ESG reporting is about to loom much larger for shipowners in 2024, according to shipping sustainability expert Irene Loucaides.

The founder and managing director of Grow Sustainability Consulting in Cyprus told TradeWinds the introduction of new European Union reporting rules this month means the topic has just become “a lot more complicated”.

The Corporate Sustainability Reporting Directive builds on the 2014 Non-Financial Reporting Directive but with stricter criteria and more KPIs.

Previously limited to listed organisations with more than 500 staff, it will also now include private companies with more than 250 personnel or €40m ($43.5m) in turnover.

This will draw five times more companies into the reporting net, Loucaides explained.

“There is this saying, you can manage what you measure,” she said.

“So once you have data for all of these KPIs, you can really start to build your strategy with regards to the impact that you have on the environment and people. And that’s where we should be focusing, and not just reporting and staying just with numbers.

What is the Corporate Sustainability Reporting Directive?
  • The directive started on 1 January in the European Union, covering ESG reporting.
  • It builds on the 2014 Non-Financial Reporting Directive.
  • It will expand the number of reporting companies from 11,000 to 50,000.
  • Privately owned companies are now included.
  • It applies to firms with more than 250 staff or more than €40m in revenue.

“We should look through the numbers and see how we can improve this performance and use ESG and sustainability as a way to improve our performance on all of these key performance indicators, whether that’s health and safety or whether that’s employee well-being or whether that’s anti-corruption or emissions.”

Loucaides argues that there is always room for improvement, whatever the maturity of a company.

Her operation has set up a shipping unit, Grow Maritime, to handle reporting and risk management for owners when it comes to environmental, social and corporate governance issues.

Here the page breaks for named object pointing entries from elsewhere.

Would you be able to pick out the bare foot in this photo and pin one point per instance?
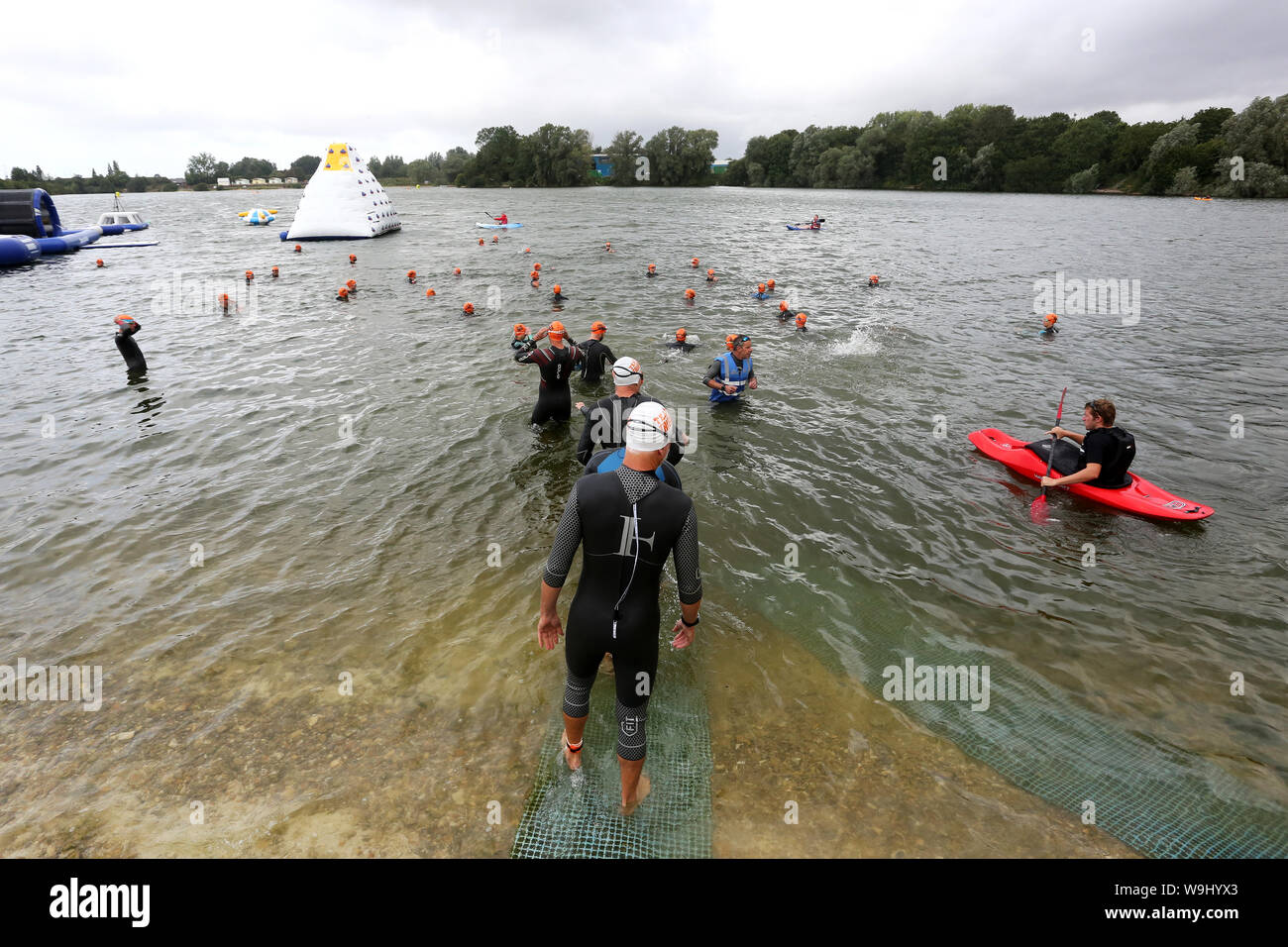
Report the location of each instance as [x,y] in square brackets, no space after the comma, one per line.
[572,759]
[642,789]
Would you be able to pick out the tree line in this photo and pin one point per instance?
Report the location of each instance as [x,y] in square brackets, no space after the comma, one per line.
[112,179]
[973,147]
[1216,151]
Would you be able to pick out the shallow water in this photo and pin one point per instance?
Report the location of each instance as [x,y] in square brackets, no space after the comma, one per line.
[344,471]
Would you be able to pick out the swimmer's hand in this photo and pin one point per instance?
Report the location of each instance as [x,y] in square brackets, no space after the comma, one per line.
[683,634]
[549,630]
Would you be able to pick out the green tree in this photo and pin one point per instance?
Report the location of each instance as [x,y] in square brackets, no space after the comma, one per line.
[1172,151]
[1260,132]
[561,158]
[772,158]
[622,153]
[201,169]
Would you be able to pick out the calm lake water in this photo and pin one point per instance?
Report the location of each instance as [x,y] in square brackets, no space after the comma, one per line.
[304,492]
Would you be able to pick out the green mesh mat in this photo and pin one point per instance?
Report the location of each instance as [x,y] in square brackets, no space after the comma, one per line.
[579,814]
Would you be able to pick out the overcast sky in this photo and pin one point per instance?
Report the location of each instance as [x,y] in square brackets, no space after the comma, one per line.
[150,84]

Grow has a mainly European client list, but also operates globally.

An MRI for a shipping company

She describes her services as not being “a hard sell”.

“I mean, some of them come because it’s mandatory. They are listed organisations and they’ve been mandated to report their ESG actions since 2017,” she added.

“Others come because they are forced by their stakeholders. Others come because they think that it’s a way to gain a competitive advantage and market their services.

“But what is most satisfactory to us is that whatever the reason all these companies come to us, they end up recognising the value of sustainability. Because it’s like doing an X-ray or even an MRI of your organisation.”

The new rules will include third-party Scope 3 emissions, although this is being phased in over two years because data must be obtained from sources outside shipping companies.

Loucaides talks of dealing with “massive Excel spreadsheets”, with thousands and thousands of data points.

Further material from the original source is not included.